In the order of the list:
12 million want to move to Singapore
7 million into New Zealand
56 million into Canada
30 million into Australia
32 million into Spain
43 million into France
40 million into UK
180 million into the US

12 million out of Indonesia
60 million out of China
50 million out of India
29 million out of Brazil
73 million out of Nigeria
16 million out of Mexico
19 million out of Philippines

This is not an exact number -- it uses the most recent (not 2007) population, and also the Gallup deliberate rounding error distorts the results (is China 5% or 3% or 8%? -- a difference of 60 million peole).

david writes:

There are some spectacular outliers in the data. Saudi Arabia is in eyepopping second place (180%). Taiwan is ridiculously low (-20%, same as Iran, Vietnam, and Azerbaijan). Likewise, you can't really argue with a straight face that people want to flee Hong Kong (-15%) at the same net rate as they do of Iraq (-15%).

Presumably there are some severe geographic distortions here; people who want to move out of Hong Kong might actually be wanting to move to neighbouring Shenzhen, perhaps. Then the apparent massive emigration is just due to disparities in local property prices. That probably accounts for why Botswana (55%) is ranked above Norway (35%) and Denmark (30%). It's not that it's a fantastic destination on the world scale, but rather it's the least corrupt nation on the African continent, so it attracts a lot of migrants from its neighbours. Likewise for rich US-protected Saudi Arabia and Singapore, probably.

david writes:

* apparent desired emigration. I'm guessing that respondents named countries they felt they could plausibly get into, rather than countries with relatively high barriers like the US.

An alternative explanation is that an incredibly desire for a similar culture discourages respondents from being more cosmopolitan (and therefore heading for the rich countries), but this just doesn't seem believable.

Francis writes:

I agree with Joel: the PNMI measures nothing more than the potential demographic disruption in a given country. Otherwise, what might possibly mean the ratio of the number of people who would like to immigrate in a country to its population?

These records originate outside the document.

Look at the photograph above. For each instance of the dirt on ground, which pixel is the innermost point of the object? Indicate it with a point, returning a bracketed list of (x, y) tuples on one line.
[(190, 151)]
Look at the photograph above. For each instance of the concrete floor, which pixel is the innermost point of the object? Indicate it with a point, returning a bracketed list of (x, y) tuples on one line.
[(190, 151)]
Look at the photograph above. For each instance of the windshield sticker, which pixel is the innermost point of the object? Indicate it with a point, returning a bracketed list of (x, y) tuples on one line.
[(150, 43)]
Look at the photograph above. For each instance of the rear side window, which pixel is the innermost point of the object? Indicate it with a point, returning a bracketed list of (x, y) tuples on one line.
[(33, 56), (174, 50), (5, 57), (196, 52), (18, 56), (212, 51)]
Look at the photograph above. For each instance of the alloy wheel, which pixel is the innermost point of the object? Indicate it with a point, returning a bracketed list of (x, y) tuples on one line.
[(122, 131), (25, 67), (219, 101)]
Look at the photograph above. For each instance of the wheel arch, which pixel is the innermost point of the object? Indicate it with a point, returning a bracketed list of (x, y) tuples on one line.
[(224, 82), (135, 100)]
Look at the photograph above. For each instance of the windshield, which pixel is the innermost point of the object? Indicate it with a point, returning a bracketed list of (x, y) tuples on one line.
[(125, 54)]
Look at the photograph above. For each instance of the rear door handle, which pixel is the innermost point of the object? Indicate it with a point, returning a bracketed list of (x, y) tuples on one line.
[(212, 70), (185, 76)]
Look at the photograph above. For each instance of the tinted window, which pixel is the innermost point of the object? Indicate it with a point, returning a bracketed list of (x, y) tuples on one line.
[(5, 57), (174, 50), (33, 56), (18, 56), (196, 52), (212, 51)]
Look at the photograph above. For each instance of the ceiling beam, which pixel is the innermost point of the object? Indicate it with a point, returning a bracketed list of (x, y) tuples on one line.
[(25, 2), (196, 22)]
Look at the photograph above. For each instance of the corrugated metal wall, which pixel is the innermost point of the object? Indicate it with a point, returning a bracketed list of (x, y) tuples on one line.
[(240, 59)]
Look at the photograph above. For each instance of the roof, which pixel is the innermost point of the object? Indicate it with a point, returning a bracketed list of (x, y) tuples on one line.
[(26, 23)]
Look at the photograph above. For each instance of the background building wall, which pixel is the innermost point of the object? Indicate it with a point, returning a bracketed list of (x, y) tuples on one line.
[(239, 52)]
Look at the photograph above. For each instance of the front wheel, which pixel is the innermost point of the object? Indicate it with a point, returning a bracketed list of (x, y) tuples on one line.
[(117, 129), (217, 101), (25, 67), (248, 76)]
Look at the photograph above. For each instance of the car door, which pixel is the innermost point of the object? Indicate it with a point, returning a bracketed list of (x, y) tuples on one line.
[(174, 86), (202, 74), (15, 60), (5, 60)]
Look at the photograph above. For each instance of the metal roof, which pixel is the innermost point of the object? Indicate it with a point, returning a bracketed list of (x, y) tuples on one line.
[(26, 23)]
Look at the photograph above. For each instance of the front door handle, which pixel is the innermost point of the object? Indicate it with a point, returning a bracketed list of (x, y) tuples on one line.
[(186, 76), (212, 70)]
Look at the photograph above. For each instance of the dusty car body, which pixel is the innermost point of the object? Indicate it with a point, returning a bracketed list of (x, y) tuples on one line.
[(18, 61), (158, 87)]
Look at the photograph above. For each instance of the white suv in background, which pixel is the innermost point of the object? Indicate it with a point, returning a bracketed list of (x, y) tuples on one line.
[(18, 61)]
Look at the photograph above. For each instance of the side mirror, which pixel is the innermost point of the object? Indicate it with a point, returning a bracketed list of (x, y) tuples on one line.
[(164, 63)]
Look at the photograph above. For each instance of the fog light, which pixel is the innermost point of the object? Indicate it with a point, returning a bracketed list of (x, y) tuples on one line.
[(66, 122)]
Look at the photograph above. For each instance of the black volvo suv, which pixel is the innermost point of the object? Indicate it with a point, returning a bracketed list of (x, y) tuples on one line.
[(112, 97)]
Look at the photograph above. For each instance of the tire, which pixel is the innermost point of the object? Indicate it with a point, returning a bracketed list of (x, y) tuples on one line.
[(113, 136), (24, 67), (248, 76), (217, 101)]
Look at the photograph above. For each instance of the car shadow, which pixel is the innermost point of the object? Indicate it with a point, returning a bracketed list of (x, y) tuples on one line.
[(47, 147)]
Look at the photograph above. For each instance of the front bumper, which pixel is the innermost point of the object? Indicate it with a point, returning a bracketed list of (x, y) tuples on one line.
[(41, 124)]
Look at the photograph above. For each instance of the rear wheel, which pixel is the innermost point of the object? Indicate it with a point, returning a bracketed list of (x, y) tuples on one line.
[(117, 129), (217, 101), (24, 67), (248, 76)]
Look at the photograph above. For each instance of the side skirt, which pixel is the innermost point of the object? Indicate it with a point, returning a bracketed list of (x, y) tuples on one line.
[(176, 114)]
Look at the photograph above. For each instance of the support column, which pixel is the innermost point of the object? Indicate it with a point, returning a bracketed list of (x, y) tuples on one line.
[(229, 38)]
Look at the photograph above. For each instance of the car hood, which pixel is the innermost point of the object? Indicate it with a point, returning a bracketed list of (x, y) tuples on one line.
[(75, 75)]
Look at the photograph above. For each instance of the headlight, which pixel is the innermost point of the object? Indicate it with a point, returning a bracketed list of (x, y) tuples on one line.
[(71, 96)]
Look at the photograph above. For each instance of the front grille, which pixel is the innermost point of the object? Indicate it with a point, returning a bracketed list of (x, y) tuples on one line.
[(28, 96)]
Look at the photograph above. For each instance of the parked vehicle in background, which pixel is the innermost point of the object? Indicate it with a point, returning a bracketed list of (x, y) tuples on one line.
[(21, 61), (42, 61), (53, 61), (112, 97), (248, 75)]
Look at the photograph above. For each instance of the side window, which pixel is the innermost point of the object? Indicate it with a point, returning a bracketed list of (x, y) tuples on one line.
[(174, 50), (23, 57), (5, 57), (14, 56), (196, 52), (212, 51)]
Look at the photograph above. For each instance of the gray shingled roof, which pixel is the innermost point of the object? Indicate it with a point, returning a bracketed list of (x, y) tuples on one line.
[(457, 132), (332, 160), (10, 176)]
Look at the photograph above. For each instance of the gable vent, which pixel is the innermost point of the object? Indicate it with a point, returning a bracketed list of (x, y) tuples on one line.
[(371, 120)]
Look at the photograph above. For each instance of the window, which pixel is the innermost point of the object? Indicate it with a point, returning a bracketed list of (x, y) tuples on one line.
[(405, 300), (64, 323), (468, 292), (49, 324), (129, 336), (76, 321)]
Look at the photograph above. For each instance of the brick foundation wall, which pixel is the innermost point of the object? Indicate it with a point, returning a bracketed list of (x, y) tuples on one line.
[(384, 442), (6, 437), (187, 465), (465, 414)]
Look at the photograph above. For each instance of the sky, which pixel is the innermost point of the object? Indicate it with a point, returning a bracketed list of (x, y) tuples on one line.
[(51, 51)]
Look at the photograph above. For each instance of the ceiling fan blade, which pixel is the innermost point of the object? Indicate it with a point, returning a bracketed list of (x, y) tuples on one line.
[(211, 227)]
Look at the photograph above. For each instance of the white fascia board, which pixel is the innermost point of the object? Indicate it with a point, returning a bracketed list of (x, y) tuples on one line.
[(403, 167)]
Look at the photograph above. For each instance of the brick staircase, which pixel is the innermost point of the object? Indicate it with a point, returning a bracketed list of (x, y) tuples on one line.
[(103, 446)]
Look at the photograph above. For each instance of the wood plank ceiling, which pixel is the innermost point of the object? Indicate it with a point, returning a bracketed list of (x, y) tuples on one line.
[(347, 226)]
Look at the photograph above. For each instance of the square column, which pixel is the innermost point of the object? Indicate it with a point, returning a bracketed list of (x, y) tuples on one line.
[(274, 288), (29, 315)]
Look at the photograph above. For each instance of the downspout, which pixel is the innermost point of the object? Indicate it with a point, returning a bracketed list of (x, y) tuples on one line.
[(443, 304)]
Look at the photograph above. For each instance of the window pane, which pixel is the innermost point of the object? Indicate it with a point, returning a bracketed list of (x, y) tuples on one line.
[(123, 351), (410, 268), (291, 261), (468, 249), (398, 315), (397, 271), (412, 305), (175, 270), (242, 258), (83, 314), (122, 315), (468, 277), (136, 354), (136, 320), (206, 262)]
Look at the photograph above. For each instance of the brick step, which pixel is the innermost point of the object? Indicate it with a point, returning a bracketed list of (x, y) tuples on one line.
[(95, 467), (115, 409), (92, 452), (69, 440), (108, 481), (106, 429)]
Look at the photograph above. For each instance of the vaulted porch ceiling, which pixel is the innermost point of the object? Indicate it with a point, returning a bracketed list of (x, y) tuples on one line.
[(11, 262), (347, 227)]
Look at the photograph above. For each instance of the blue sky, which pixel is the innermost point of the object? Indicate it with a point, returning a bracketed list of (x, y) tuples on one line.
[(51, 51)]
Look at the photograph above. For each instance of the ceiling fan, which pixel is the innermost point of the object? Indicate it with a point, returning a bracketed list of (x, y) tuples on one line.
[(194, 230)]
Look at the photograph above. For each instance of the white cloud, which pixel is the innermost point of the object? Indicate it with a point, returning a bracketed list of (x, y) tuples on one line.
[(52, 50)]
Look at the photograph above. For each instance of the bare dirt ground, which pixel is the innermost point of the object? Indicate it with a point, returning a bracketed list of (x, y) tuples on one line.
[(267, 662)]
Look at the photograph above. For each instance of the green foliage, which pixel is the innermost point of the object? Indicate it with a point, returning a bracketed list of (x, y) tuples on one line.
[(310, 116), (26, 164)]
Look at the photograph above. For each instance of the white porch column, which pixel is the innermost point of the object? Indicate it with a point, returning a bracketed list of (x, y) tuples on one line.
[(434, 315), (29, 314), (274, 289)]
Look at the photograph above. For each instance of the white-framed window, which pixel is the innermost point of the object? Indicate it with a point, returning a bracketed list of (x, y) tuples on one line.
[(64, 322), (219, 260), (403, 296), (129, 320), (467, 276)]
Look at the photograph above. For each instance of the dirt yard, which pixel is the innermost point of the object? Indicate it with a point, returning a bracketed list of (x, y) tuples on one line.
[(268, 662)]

However, dividing the number of people who would like to leave a country by the population of that country is conceivably an index of how people dislike staying there.

woupiestek writes:

Remember the law of large numbers! It is far easier for a city state to score extremely high or low on any statistic whatsoever, than it is for a big country like the United States.

Mike Rulle writes:

You have this thing for Singapore, which I don't get. I bet you liked Plato's Republic as a college student. Its a great city, naturally diverse, economically literate bla, bla, with much to be said for it.

But be sure to pack your own bags before you go there---don't want to be hung for a mislaid bit of pot. Underneath it all there is a dictatorship trying to get out.

John Thacker writes:

While it makes sense to adjust the number of people who would like to move out for population, I'm not sure how much it makes sense to adjust the number of people who would like to move in. Surely it makes sense to adjust it somewhat-- people have a recall bias (and other biases) towards naming larger countries in such surveys. A full adjustment seems overkill, though.

Thomas Sewell writes:

What struck me about the survey was that Israel is at 0%. I was interested to see what the numbers would reflect in terms of the historical desire for Jews to migrate there and how many were left elsewhere that still didn't want to be elsewhere. It appears the big migration that started years ago has resulted in a balance.

Overall, I agree that the percentage of population result seems less significant than just showing the raw numbers of people in each direction.